Дядька не смеялся, но глаза у него были веселые и хитрущие, а когда мама рассказала, что Рембрандт рисовал Данаю со своей жены, он совсем обрадовался.
– Ишь ты! – сказал он с уважением. – Не побоялся, значит, свою супругу выставить. Ну и правильно: раз красиво, чего стесняться. Вот, скажем, беременная баба многим не нравится. Так то дураки и ни беса не понимают. А я кажу – в беременной женщине самая высокая красота есть. Так я понимаю?
– Очень правильно вы говорите! – сказала мама. – И вы, по-моему, очень хороший человек…
Мама даже растрогалась.
– Хороший-то, хороший, – сказал дядька, и глаза у него опять стали хитрущими, – только свою старуху я в голом виде не выставил бы. Ей-богу, не выставил…
Мама снова засмеялась, потом взяла под руки меня и дядьку и быстро повела в другой зал.
– Пойдемте с нами, – сказала мама, – я вам еще кое-что покажу.
– Ой, спасибо, доченька, – сказал дядька, – а то я среди красоты этой, как в темном лесу.
Мы еще долго ходили по Эрмитажу, и мама все рассказывала и показывала, а дядька все охал и даже стонал, а я хоть и устал, но слушал в оба уха, и мне казалось, что я уже понял что-то такое, что в жизни если не самое главное, то уж наверняка одно из самых главных. А под конец мама повела нас на самый верх – там выставлены французские художники нового времени. То ли я действительно очень устал, то ли не все понимал, но мне там мало что понравилось.
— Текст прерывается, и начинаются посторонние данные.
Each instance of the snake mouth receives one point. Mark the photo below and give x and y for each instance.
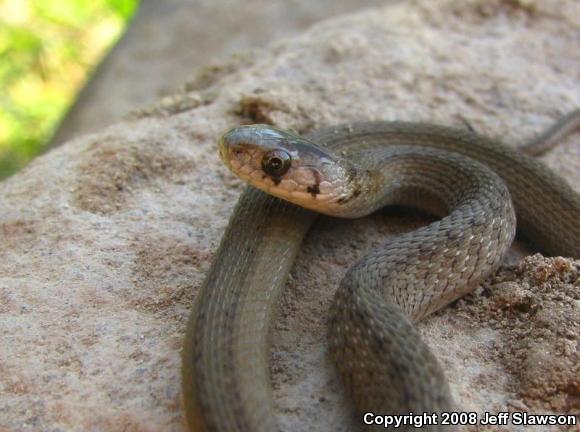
(284, 165)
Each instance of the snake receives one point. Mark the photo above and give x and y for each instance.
(474, 185)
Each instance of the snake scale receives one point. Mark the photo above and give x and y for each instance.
(350, 171)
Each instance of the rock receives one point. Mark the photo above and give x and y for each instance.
(106, 240)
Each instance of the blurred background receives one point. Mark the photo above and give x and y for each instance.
(71, 67)
(47, 50)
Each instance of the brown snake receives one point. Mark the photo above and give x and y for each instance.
(352, 170)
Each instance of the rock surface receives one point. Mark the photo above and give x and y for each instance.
(106, 240)
(168, 40)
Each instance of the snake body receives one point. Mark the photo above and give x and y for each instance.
(351, 170)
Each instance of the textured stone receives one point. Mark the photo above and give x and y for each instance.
(105, 241)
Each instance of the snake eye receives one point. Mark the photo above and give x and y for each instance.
(276, 163)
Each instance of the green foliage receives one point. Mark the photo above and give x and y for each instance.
(47, 50)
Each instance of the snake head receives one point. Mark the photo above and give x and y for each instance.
(287, 166)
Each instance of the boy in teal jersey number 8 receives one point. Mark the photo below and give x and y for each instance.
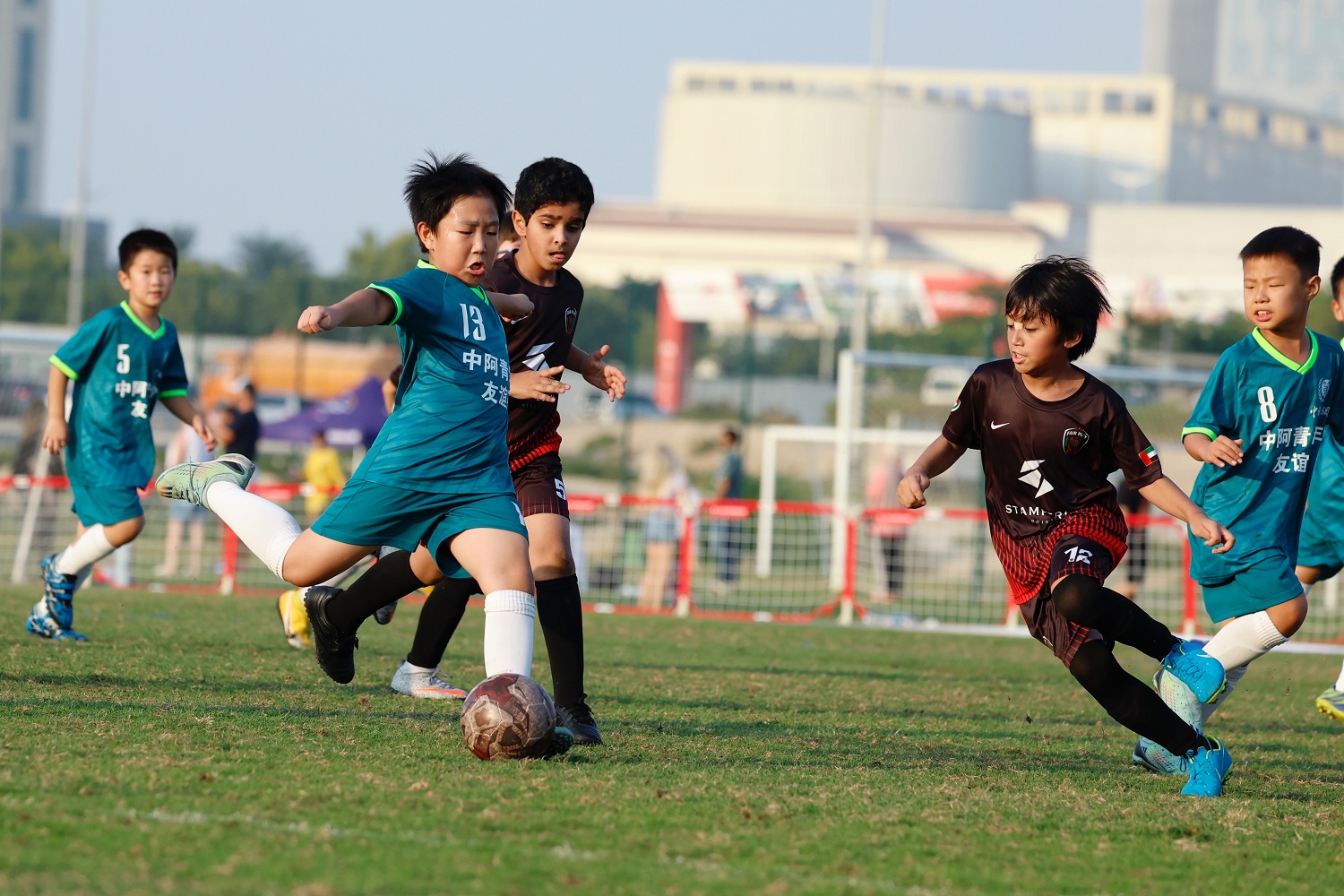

Но вот мама остановилась около одной скульптуры. Дядька тот, как только подошел, схватился за свой запорожский ус и застыл, а я вначале почти и внимания не обратил на эту скульптуру, а потом, когда присмотрелся, мне захотелось на нее смотреть долго-долго, не отрываясь, чтобы запомнить хорошенько, – так это было красиво. Небольшая такая скульптура: юноша сидит, а перед ним на коленях стоит девушка, он склонился к ней, обнимает одной рукой и целует. Лиц их не видно совсем – они как будто слились, и вообще вся скульптура будто бы немного смазана, ничего не отделано до конца, а только вроде бы намечено, и все-таки ты видишь каждый отдельный пальчик, и даже жилки на теле – и те как будто видны, и белый мрамор кажется розоватым и нежным, как живая человеческая кожа. И это так здорово, что у меня даже сердце защемило…
– Это называется «Вечная весна», – тихо сказала мама.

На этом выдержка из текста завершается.